At first, you would think that your user information and driving history would be unavailable to an interested third party, but in the case of the government, you'd quickly find that this is a difficult battle to win. The law calls these data "regularly kept records" and they are subject to subpoena and seisure. Even search engine giant Google has suffered with this. Google provided 12TB of YouTube user data to Viacom in one case and another dataset to the Brazillian government in another case.

The problem is, I really like Tenereillo's brilliant idea of having the community rate contributor data. For one thing, people interested false positives by posting fake reports will quickly have discounted authority in the system.
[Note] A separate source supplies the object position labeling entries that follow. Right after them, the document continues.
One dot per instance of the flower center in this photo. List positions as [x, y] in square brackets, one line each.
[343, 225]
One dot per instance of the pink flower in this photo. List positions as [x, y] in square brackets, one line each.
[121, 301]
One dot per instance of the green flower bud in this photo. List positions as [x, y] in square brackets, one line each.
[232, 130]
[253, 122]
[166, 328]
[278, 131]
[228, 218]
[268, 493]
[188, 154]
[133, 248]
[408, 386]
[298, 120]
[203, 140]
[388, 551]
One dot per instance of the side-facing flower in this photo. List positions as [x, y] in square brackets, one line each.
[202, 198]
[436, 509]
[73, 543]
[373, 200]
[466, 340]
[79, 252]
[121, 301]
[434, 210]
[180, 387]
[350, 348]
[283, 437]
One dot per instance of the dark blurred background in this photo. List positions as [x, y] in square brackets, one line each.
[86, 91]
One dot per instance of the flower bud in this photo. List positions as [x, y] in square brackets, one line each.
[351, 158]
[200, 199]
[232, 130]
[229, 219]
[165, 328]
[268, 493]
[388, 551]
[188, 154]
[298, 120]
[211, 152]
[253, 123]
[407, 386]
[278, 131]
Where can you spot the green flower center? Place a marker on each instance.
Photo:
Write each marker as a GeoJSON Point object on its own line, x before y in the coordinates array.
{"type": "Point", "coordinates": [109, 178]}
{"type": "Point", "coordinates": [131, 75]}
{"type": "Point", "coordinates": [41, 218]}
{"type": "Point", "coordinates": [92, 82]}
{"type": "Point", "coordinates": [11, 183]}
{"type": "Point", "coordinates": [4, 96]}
Furthermore, people who consistently try to create false negatives by disagreeing with other raters will also have reduced consideration by the system (At least, that's how I presume it will work 'cause that's what I would do). So, how do you calculate inter-observer reliability if you don't keep user data around? Furthermore, if you do keep user records, how can you keep track of user submissions without being able to relate users to their submissions? So, my question is this: is it possible to provide both authentication and anonymity with the same system?

I've put some thought into the problem and I'm off to a start with a potential pattern to solve it. The problem is demonstrated in the scenario below:

User registers with username and password

System assigns user id

System hashes and stores password

User logs in

User reports speed trap

System records trap report with user id

Most systems will work with a design that approximates this one. In this configuration, the system is aware of the relationship between reports and users, the system can provide historical report data, and a third party could subpoena historical user reports. An alternative would be, obviously, to save speed trap reports without a user id. As discussed before, the system would thus be unaware of the relationship between users and reports and a third party couldn't subpoena these data, but there would be no way to relate reports to eachother. There is, however, a third alternative. Imagine the above scenario modified as follows:

User registers with username and password

System assigns user id

System hashes and stores password

System hashes password + username and stores it with hash id

User logs in

User reports speed trap

System records trap report with hash id

With this pattern, you can provide historical report data even though the system is is unaware of the relationship between users and reports because the reports can be associated with other reports from the same user. In fact, the user can even view his or her own history. When the user logs in, he or she enters the password which is then hashed with the username and is stored in short-term memory rather than in the application database. Passing this hash to procedures in the database will allow the user to retrieve historical post data and will allow the system to calculate "user trustworthyness" statistics even though it cannot associate specific users with their posts.

For the sake of deeper explanation, here's how the system provides both authentication and anonymity. Hashing the password and storing it in the user table allows you to securely keep authentication information because a hash cannot be reversed, thus providing the authentication funciton. The other hash of the username concatenated with the password provides a unique identifier for the user that also cannot be reversed. This way, once the application has authenticated and validated the user, it can then use the second hash for retrieving and posting data. Hashing data which are not stored in the database (i.e., the password) means that the database alone cannot be used to associate the users with historical report data, thus providing anonymity.

One concern I haven't yet addressed (though it is truly unlikely to be an issue) is that by hashing the same password twice, you make it slightly easier to bruteforce the password.